The McCarthy family issued a statement Thursday confirming her death at home in the Scarborough Bluffs neighbourhood of Toronto.

"Doris died peacefully at home, the home she lovingly called Fool's Paradise, which she bought and built in 1939, where she chose to spend her last days surrounded by nature, art, friends and family," Beth McCarthy, her great niece, said in the statement.

Doris McCarthy celebrated her 100th birthday in July with a major exhibit of her work at the University of Toronto gallery named after her.

McCarthy donated her house to the Ontario Heritage Trust to be used as an artist studio/sanctuary after her death.

In a 2005 interview with CBC's Metro Morning, she talked about her love for the property, perched on the edge of the Bluffs and covered, when she bought it, with poison ivy.

McCarthy said her mother objected to her buying a home of her own and termed it "Fool's Paradise."

"Once mother had called this Fool's Paradise and I had accepted that as its name, the angel became a very natural symbol, so I have angels all over the place," she said.

'A joy, a sanctuary, a root'

"I'm a nest-builder by instinct and I built this nest which I have considered a joy, a sanctuary, a root, and all those things give you the emotion, security which helps you to create."

Doris McCarthy's Iceberg Fantasy before Bylot, a 1974 oil on canvas, is part of the National Gallery of Canada collection. ((National Gallery of Canada))
McCarthy influenced a generation of young artists through teaching at Toronto's Central Technical School and later as a mentor.

Born in Calgary on July 7, 1910, McCarthy moved with her family to Toronto in 1913 and graduated from the Ontario College of Art in 1930.

Among her mentors and teachers at the Ontario College of Art were members of the Group Of Seven: Arthur Lismer, A.Y. Jackson, J.E.H. MacDonald and Lawren Harris.

The first female president of the Ontario Society of Artists, she travelled the world to photograph and sketch. She explored abstract and surreal painting, as well as other new concepts in painting throughout her career.

She taught at Central Technical School from 1932 until she retired in 1972.

Landscape was always an inspiration for her, and she painted scenes from every Canadian province and territory. She also had a summer studio on Georgian Bay.
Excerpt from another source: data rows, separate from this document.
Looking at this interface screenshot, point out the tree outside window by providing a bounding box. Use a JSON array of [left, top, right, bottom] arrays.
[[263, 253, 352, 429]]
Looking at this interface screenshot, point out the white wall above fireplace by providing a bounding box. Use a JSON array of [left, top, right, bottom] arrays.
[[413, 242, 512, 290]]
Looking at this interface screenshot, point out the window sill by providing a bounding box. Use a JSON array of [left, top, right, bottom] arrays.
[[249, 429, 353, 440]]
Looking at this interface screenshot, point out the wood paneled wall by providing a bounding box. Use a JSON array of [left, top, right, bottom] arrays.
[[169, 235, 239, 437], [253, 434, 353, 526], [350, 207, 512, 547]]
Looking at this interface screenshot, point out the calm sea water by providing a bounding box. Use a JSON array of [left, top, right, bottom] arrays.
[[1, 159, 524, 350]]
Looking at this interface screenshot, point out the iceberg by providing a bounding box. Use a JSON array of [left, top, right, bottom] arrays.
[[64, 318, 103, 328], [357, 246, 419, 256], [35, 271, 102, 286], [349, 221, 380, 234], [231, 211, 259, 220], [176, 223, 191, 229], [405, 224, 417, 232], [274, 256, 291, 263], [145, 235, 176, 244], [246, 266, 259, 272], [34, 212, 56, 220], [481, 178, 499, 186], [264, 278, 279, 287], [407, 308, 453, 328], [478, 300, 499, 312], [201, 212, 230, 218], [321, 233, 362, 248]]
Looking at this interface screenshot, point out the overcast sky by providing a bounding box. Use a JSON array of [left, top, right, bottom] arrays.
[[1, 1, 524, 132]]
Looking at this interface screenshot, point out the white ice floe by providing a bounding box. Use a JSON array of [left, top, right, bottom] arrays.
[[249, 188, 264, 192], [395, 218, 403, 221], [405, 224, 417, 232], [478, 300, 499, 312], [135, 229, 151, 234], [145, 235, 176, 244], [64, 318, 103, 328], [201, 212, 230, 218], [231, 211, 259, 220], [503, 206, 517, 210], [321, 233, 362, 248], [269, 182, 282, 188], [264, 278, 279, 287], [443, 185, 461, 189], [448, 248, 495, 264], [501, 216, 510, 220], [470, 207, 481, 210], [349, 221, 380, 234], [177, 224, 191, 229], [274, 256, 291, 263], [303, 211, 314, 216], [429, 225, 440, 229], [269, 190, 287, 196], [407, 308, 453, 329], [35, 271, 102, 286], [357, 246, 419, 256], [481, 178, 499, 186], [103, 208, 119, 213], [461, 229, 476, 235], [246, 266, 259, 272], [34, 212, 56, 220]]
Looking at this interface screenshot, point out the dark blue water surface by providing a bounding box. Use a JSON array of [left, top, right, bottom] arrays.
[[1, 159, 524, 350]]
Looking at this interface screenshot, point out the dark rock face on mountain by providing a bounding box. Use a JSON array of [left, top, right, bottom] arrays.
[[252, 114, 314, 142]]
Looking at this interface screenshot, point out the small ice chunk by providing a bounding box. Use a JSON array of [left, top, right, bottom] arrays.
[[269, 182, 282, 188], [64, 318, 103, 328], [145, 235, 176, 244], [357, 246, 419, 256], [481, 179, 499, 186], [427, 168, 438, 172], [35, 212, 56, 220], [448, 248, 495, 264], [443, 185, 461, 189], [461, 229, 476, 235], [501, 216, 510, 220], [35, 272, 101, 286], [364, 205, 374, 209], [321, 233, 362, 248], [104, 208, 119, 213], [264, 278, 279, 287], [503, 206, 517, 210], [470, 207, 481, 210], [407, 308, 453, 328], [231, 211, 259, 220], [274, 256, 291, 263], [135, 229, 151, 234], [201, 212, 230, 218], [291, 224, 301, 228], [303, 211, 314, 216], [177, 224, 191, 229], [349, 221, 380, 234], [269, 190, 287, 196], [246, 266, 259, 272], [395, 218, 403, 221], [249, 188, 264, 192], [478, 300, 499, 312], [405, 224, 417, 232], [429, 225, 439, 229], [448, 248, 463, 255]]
Her love of the Canadian Arctic is evident in her series Iceberg Fantasies

In retirement, McCarthy devoted herself to her painting and in 1989, graduated from the University of Toronto at Scarborough with a BA in English.

Exhibited across Canada

"When I retired from teaching, I thought that the next major event of my life would be dying," she said in an interview with the Huffington Post's Julia Moulden. "There was no imagining that the best years were still ahead of me."

She wrote three autobiographical books — A Fool in Paradise, The Good Wine and Ninety Years Wise — that chronicled her career as a painter. 

McCarthy's work has been exhibited across Canada and is held in the collection of the National Gallery of Canada, the Art Gallery of Ontario and the Doris McCarthy Art Gallery at University of Toronto at Scarborough.

Ann MacDonald, director of the Doris McCarthy Art Gallery, said she will remember McCarthy as an "utterly captivating, vivacious, wonderfully sparkly woman."

She was honoured with the Order of Canada and the Order of Ontario, as well as many honorary degrees.